Tourism Minister Walid Nassar said up to 12,000 people are expected to arrive in Beirut every day for the next three months, with more than a million arrivals over the summer.
“Given its geographical location and all its tourist components, Lebanon does not need marketing,” he said.
Speaking during an inspection tour of Rafic Hariri International Airport in Beirut, Nassar said flights, hotels and even guesthouses were fully booked for the summer.
Travel agencies and airlines say many Lebanese expats planning to spend their summer holidays in Lebanon with their families have booked tickets.
“We have a 100% booking rate between July 1 and mid-September,” Jean Abboud, head of the Syndicate of Tourism and Travel Agencies, told Arab News.
“A total of 110 planes will land in Beirut during this period, carrying 15,000 passengers, the vast majority of whom are Lebanese, in addition to Jordanians, Iraqis and Egyptians.”
He said the number of flights to and from Lebanon may need to be increased to meet growing demand.
According to Abboud, expatriates on vacation will help revive the Lebanese economy by injecting US dollars into the economy.
However, rising tourist numbers are putting pressure on accommodation in the capital, with some five-star Beirut beachfront hotels destroyed in the 2020 Beirut port explosion yet to be rebuilt.
“The remaining options are four-star hotels in the capital, and there are a few five-star hotels outside the capital, in addition to guesthouses which have recently proliferated in various regions. A total of 17,000 hotel rooms have been set up to accommodate Lebanese in their homeland,” Abboud said.
He pointed to a decline in Gulf tourism in Lebanon, saying: “For decades, Gulf tourists used to spend long weeks in Lebanon. In 2011, their contribution to our economy was $11 billion, while today it is just over $4 billion.
In Baalbeck, the city’s main festivals are regaining their appeal after organizers failed to attract foreign artists in recent years amid economic collapse and the depreciation of the local currency.

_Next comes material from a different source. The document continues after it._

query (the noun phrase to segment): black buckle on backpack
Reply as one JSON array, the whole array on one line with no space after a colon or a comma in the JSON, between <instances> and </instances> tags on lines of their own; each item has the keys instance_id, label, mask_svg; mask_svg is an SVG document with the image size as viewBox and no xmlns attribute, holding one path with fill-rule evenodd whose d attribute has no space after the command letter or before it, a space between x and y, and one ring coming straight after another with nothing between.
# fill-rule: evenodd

Acting Interior Minister Bassam Mawlawi said “the security situation in Lebanon is stable and under control”.
Four concerts are scheduled at Baalbek Castle from July 8 to 17, featuring Lebanese, Spanish and French artists. The festival opens with a performance of traditional songs by Somaya Baalbaki, which will be supported by an orchestra of more than 35 musicians led by Lebnan Baalbaki.
Nayla de Freij, head of Baalbeck’s festival committee, told Arab News that Lebanese festivals are struggling in the face of difficult economic conditions, but are determined to “emphasize cultural exchanges between the East and the West”.
With no public funding for the Baalbeck festival this year, organizers were relying on contributions from a limited number of sponsors, she said.
However, de Freij said that “the austerity measures and the limited budget do not mean that we are going to cut corners on the technical level that we want to maintain at the Baalbeck festivals. That’s why we’ll only give four concerts this year, and we won’t build the huge amphitheater.
Festival artists “have accepted relatively modest payments because they also want to help Lebanon,” she added.
“Our role in these circumstances is to encourage dying Lebanese art. There are creators who must pursue their artistic career. And we wanted to present art that looks like people and preserves their heritage.
Abboud and de Freij said security is key to reviving summer activities in Lebanon.
“The committee has contacted army and security officials, and they have confirmed that security will be under control to and from Baalbeck,” de Freij said.